From: Usama Arif <usama.arif@linux.dev>
To: Andrew Morton <akpm@linux-foundation.org>,
david@kernel.org, chrisl@kernel.org, kasong@tencent.com,
ljs@kernel.org, ziy@nvidia.com, linux-mm@kvack.org
Cc: ying.huang@linux.alibaba.com, Baoquan He <baoquan.he@linux.dev>,
willy@infradead.org, youngjun.park@lge.com, hannes@cmpxchg.org,
riel@surriel.com, shakeel.butt@linux.dev, alex@ghiti.fr,
kas@kernel.org, baohua@kernel.org, dev.jain@arm.com,
baolin.wang@linux.alibaba.com, npache@redhat.com,
Liam R. Howlett <liam@infradead.org>,
ryan.roberts@arm.com, Vlastimil Babka <vbabka@kernel.org>,
lance.yang@linux.dev, linux-kernel@vger.kernel.org,
nphamcs@gmail.com, shikemeng@huaweicloud.com,
kernel-team@meta.com, Usama Arif <usama.arif@linux.dev>
Subject: [PATCH v3 10/11] mm: install PMD swap entries on swap-out
Date: Fri, 3 Jul 2026 10:38:27 -0700 [thread overview]
Message-ID: <20260703173903.3789516-11-usama.arif@linux.dev> (raw)
In-Reply-To: <20260703173903.3789516-1-usama.arif@linux.dev>
Reclaim today splits a PMD-mapped anonymous THP into 512 PTE swap
entries before unmap, losing the huge mapping across the swap
round-trip and forcing khugepaged to rebuild it later.

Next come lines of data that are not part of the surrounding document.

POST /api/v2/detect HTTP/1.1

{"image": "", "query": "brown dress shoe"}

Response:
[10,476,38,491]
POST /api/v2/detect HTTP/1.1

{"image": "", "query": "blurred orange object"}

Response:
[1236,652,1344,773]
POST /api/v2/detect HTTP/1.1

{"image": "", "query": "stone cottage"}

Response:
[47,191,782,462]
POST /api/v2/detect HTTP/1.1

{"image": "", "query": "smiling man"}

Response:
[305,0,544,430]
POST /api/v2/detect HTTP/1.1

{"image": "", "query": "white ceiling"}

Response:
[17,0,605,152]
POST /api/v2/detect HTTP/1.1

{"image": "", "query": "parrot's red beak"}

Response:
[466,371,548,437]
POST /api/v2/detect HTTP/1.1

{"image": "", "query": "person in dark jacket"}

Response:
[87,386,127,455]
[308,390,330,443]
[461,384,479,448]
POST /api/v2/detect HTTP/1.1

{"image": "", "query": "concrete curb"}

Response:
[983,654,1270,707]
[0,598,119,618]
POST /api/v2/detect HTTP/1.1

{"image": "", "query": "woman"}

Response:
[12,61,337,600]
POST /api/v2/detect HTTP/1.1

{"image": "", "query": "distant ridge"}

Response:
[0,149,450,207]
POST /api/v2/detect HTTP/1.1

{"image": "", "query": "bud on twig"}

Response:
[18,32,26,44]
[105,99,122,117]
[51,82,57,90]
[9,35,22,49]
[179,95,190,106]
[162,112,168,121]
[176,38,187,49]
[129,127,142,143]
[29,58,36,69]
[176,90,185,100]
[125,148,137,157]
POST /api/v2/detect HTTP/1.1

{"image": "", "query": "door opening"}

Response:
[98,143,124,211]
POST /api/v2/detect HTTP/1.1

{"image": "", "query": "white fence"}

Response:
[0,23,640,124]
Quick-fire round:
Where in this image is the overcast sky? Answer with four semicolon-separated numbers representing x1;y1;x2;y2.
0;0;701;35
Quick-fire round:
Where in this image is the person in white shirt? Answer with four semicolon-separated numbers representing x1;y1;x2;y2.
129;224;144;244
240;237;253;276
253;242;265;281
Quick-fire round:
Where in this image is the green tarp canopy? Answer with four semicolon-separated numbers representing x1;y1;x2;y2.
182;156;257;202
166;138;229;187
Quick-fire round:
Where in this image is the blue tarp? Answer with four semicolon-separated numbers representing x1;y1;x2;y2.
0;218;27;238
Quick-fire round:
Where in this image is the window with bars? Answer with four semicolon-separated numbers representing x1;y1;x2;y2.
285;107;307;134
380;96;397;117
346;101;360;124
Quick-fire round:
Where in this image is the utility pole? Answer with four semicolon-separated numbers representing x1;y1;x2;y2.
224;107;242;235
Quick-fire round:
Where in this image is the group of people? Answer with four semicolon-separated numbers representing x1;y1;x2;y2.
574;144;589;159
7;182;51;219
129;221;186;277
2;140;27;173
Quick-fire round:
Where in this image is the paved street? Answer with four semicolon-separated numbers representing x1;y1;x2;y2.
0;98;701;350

The contiguous
swap range was already secured when the folio was added to the swap
cache (a non-contiguous allocation would have split the folio earlier),
so the PMD can be replaced by a single PMD-level swap entry instead.
This patch mirrors the existing PTE swap-out path at PMD granularity:
- shrink_folio_list() drops TTU_SPLIT_HUGE_PMD for PMD-mappable
swapcache folios. zswap is handled by the PMD swap-in users: if any
covered slot currently has a zswap entry, they split the PMD swap
entry and fall back to the per-PTE path.
- try_to_unmap_one() now has a PMD branch that calls
set_pmd_swap_entry() and adjusts MM_ANONPAGES / MM_SWAPENTS by
HPAGE_PMD_NR before walk_done. TTU_SPLIT_HUGE_PMD remains the
fallback.
- set_pmd_swap_entry() is the installer. Mirroring the PTE swap-out
sequence at PMD granularity, it clears the present mapping (keeping
the original for rollback), bumps the swap_map refcount for the
folio's 512 slots, transfers the exclusive state in the swap entry,
propagates the dirty bit to the folio so writeback is not lost,
and installs a swap PMD that preserves the original
soft-dirty / uffd-wp / exclusive bits. Any failing step rolls back
the present mapping.
The swap entry value matches what 512 PTE swap entries would encode, so
swap_map refcounting is unchanged: each of the 512 slots carries a
count of 1, released individually on later split or together on swap-in.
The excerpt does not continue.